WASHINGTON, August 16, 2023 – The ERISA Industry Committee (ERIC) today lauded the 10th U.S. Circuit Court of Appeals’ reversal yesterday of a previous District Court decision in PCMA v. Mulready regarding provisions of an Oklahoma law controlling pharmacy benefit manager (PBM) practices. In its ruling, the 10th Circuit held that the federal Employment Retirement Income Security Act (ERISA) preempts several key parts of the state law as applied to ERISA plans, and that Medicare Part D preempts a portion of the law as well. The Court reversed and remanded with instructions the case back to the lower court to enter judgment consistent with its opinion.
“The 10th Circuit’s well-considered opinion is a significant win for employer plan sponsors as well as the millions of employees who rely on their health care benefit programs,” said James Gelfand, President of ERIC. “Importantly, the Oklahoma law at the heart of PCMA v. Mulready is one of several state PBM laws of its kind; this decision at the Circuit Court level marks a key victory in preserving ERISA preemption from further erosion and safeguards the ability of self-insured employer plans to continue to provide access to high quality care in a nationwide market.”

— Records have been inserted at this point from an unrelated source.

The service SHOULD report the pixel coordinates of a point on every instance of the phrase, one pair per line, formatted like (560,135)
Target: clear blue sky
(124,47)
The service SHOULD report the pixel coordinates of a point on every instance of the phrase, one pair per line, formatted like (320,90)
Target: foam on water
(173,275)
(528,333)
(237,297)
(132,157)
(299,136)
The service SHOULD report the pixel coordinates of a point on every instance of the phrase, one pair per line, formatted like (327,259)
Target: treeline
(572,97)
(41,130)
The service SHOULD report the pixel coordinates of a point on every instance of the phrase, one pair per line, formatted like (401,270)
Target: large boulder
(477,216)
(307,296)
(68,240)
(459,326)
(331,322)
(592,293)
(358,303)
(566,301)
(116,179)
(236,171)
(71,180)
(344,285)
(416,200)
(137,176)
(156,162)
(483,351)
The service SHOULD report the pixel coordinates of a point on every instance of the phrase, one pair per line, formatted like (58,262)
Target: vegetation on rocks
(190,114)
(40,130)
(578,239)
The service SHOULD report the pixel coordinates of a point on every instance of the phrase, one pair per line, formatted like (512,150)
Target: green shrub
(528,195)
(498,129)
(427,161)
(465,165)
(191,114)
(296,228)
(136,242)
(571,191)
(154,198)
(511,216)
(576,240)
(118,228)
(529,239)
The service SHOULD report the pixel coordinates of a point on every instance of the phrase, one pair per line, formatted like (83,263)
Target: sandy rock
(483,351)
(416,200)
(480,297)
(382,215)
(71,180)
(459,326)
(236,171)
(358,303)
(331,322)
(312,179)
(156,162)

ERIC in April led the filing of a coalition amicus brief in PCMA v. Mulready. The 10th Circuit’s decision yesterday largely follows the arguments laid out in ERIC’s amicus brief and recognized the impact that provisions of the Oklahoma law would have on ERISA plans – specifically that:
- ERISA preempts state laws that “relate to” covered benefit plans, including state laws that directly regulate plan design.
- The provider network is a crucial component of an employer-sponsored health plan’s benefit design.
- The challenged provisions of Oklahoma law are preempted according to these principles.
- Allowing this kind of state regulation of network design would erode the protections of ERISA preemption and threaten the nationwide benefits enjoyed by millions of Americans.